Today on IG Index at 11.20am
Lloyds - 2.43%
Barclays - .19
HSBC + .81%
report thisjoe stalin
Jul 28, 2010 at 12:27
Shutting the stable door was always going to be a dangerous exercise wrt to the banks Basel 3 is not conducive to creating the stability within banking that we need to continue on an economic recovery. In time asset prices will recover further materially improving tier 1 ratios. LLOY has always maintained that HBOS made commercial sense I am sure that it will and LLOY will become a colossus. I have long said that this is an opportunity of a life time to get in at a ridiculous price, The analysts are now beginning to come out of hiding- why wait until the squid and other prop desks have finished loading up before getting in.
report thisJohnyCash
Jul 28, 2010 at 12:56
Q2 Results due next Wednesday. I recall one analyst stating 'fair value' at 114p. Interesting times ahead...

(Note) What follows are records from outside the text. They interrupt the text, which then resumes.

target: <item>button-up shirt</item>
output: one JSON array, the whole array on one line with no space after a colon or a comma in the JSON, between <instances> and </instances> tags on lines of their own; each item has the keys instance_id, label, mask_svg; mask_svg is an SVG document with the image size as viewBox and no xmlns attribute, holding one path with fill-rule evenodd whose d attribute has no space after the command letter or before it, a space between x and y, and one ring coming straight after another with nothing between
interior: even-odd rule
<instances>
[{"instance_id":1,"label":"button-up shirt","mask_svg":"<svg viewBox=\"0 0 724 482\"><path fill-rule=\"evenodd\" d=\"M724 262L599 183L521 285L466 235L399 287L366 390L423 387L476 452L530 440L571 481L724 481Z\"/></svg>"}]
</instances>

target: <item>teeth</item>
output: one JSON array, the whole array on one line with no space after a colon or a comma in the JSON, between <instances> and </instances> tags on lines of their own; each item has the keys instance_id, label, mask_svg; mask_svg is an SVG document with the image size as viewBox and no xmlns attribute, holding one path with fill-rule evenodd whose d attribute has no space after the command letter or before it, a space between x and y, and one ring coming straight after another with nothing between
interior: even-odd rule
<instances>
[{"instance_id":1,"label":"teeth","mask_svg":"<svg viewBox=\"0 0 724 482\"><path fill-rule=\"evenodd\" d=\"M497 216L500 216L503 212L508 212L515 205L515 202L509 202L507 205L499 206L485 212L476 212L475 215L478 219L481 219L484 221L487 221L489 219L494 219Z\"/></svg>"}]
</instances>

report thisAnonymous 1 needed this 'off the record'
Jul 28, 2010 at 13:08
Form USA banks experiance, when the govermnet will start seling LLOY shares
the price will fall back.
report thisDavid Evershed
Jul 28, 2010 at 13:51
Banks are lending at a margin above base rate of 0.5% but they are having to pay well over base rate to raise deposits.
Hence interest rate margins are squeezed.
Only when bank base rate goes back above the inflation rate will bank margins begin to return to normal - and evn then it will take years to take effect.
report thisVictor Meldrew
Jul 28, 2010 at 22:00
What I've read, and please correct if this is wrong, is that banks have been able to borrow cheap and lend at a high margin. The regulations mean it isn't easy to set up as a bank in the UK, so banks can pay pathetic rates on cash ISAs for instance due to the lack of competition.
I would have thought that being able to hold less cash makes them pro-cyclical rather than more profitable in all conditions. If so, if that is exciting it indicates an appetite for risk. I can't say it's got me especially excited.
report thisthe Mekon
Aug 01, 2010 at 20:00
HSBC's internal processes were a lot slicker than Lloyd's. Try operating accounts under each banner. They should have gone for best of breed in the merge/takeover but they did not. A pity that 2nd best is thought of as good. If Lloyds management doesn't know that and act on it, they can't be top drawer.